Dans l'avenir, les biopuces devraient permettre de caractériser précisément chaque tumeur sur les plans diagnostique et pronostique (oncogènes, molécules de cohésion et d'adhérence) mais également sur leur sensibilité aux traitements adjuvants. Ainsi serait dressée une véritable "carte d'identité moléculaire", complétant une classification nucléaire et TNM dont chacun perçoit les limites dans l'évolution souvent déconcertante et imprévisible de l'ARCC.

Ces méthodes devraient à long terme permettre surtout la détection de cellules tumorales circulantes dans le sang veineux (rénal ou même périphérique). Plusieurs tentatives ont déjà été faites par biologie moléculaire [10, 19, 45, 46, 143] ou cytométrie en flux [139, 140] comme dans les tumeurs prostatiques [144-146] ou mammaires [139, 140]. La problématique de détection d'évènements rares, commune avec d'autres domaines (maladie résiduelle en leucémie et auto-greffe de moelle dans le cancer du sein [139, 140]), fait face à de nombreux problèmes méthodologiques en cours de réflexion. Malgré leur extrême sensibilité, toutes les techniques d'analyse de cellules très rares sont limitées par des facteurs incompressibles: la taille de l'échantillon (5 à 20 ml de sang sont nécessaires pour détecter de façon fiable moins de 10 cellules par ml), le rapport signal/bruit lorsque les cellules normales sont en grand excès par rapport aux cellules tumorales et enfin l'aléa technologique : bruit électronique, contamination.

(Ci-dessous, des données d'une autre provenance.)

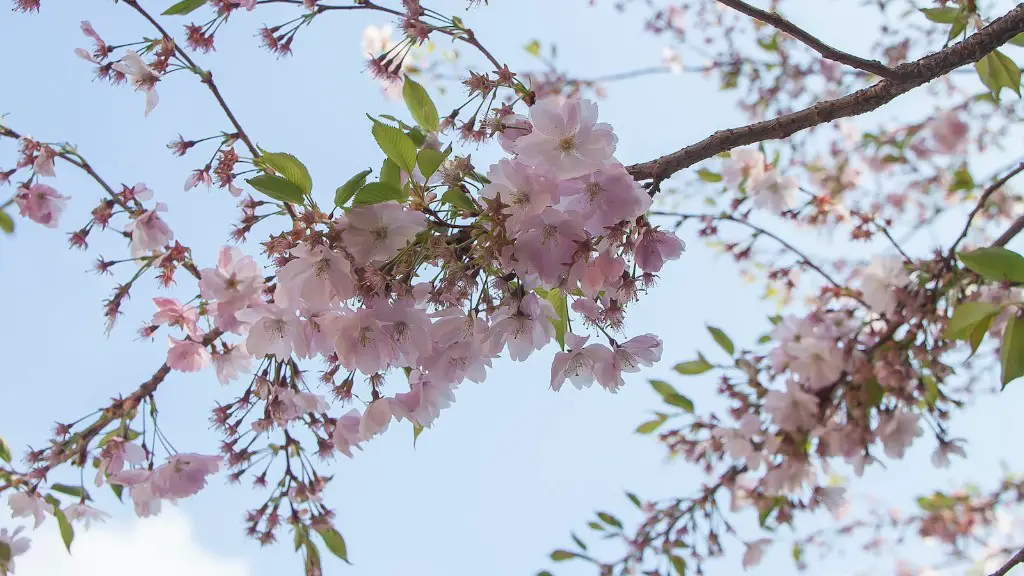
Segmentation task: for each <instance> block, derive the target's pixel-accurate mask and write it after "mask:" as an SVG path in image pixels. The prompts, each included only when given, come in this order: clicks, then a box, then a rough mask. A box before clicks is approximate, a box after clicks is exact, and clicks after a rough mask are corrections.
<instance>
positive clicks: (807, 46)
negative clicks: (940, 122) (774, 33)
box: [718, 0, 900, 80]
mask: <svg viewBox="0 0 1024 576" xmlns="http://www.w3.org/2000/svg"><path fill="white" fill-rule="evenodd" d="M718 2H719V3H720V4H725V5H726V6H728V7H730V8H732V9H733V10H736V11H738V12H742V13H744V14H746V15H749V16H751V17H752V18H755V19H758V20H761V22H763V23H765V24H767V25H769V26H771V27H773V28H775V29H777V30H779V31H780V32H783V33H785V34H788V35H790V36H792V37H794V38H796V39H797V40H800V41H801V42H803V43H804V44H805V45H806V46H807V47H809V48H811V49H812V50H814V51H815V52H817V53H819V54H821V57H823V58H825V59H829V60H833V61H838V63H840V64H845V65H846V66H849V67H852V68H856V69H858V70H863V71H864V72H869V73H871V74H873V75H876V76H879V77H882V78H889V79H890V80H898V79H899V77H900V74H899V73H898V72H896V71H895V70H893V69H891V68H889V67H888V66H886V65H884V64H882V63H880V61H878V60H869V59H865V58H862V57H859V56H855V55H853V54H850V53H848V52H844V51H843V50H838V49H836V48H833V47H831V46H829V45H828V44H825V43H824V42H822V41H821V40H818V39H817V38H815V37H814V36H812V35H811V34H810V33H808V32H807V31H806V30H804V29H802V28H800V27H799V26H797V25H795V24H793V23H792V22H790V20H787V19H785V18H784V17H782V16H781V15H779V14H778V13H777V12H767V11H765V10H762V9H760V8H755V7H754V6H751V5H750V4H748V3H746V2H743V1H742V0H718Z"/></svg>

En admettant ces problèmes techniques résolus, la signification pronostique de ces cellules circulantes resterait à déterminer ; elle s'est avérée jusqu'alors décevante dans le cancer de la prostate. Dans l'ARCC, outre la valeur diagnostique devant une lésion rénale atypique ou une métastase de primitif inconnu, on pourrait imaginer que la persistance de cellules circulantes après un traitement à visée curative puisse conduire à un traitement adjuvant précoce, avant même la détection de métastases détectables par les techniques d'imagerie ou, à l'inverse, à l'arrêt d'un traitement adjuvant éprouvant et coûteux jugé inefficace sur ces critères.

CONCLUSIONS

L'identification moléculaire des cellules d'ARCC est désormais possible. L'association cadhérine-6-MN/CA9 nous paraït la plus pertinente pour le diagnostic. D'autres marqueurs pourraient être utilisés pour augmenter la spécificité, prendre en compte l'hétérogénéité tumorale et affiner les facteurs pronostiques qui restent, à l'heure actuelle, grossiers. Les qualités de la cytométrie en flux : rapidité, analyse quantitative et multiparamétrique sont intéressantes pour l'utilisation diagnostique et pronostique sur prélèvement tumoral. La biologie moléculaire, probablement plus adaptée à la détection d'évènements très rares est, par sa sensibilité et sa spécificité, plus attractive pour les applications cliniques et d'importants développements technologiques sont en cours. L'établissement d'une "carte d'identité tumorale" de l'ARCC est pour demain. Pour l'heure, chaque technique doit encore être validée et les seuils diagnostiques pour un rapport sensibilité/spécificité optimum et reproductible restent à définir dans les conditions de routine. Les progrès techniques et technologiques permettent d'être optimiste. La solution sera certainement multiparamétrique et composite. Remerciements

Nous remercions Le Comité de la Loire de La Ligue Nationale Contre Le Cancer et la Délégation Régionale à la Recherche Clinique du CHU de Saint-Etienne pour leur appui financier.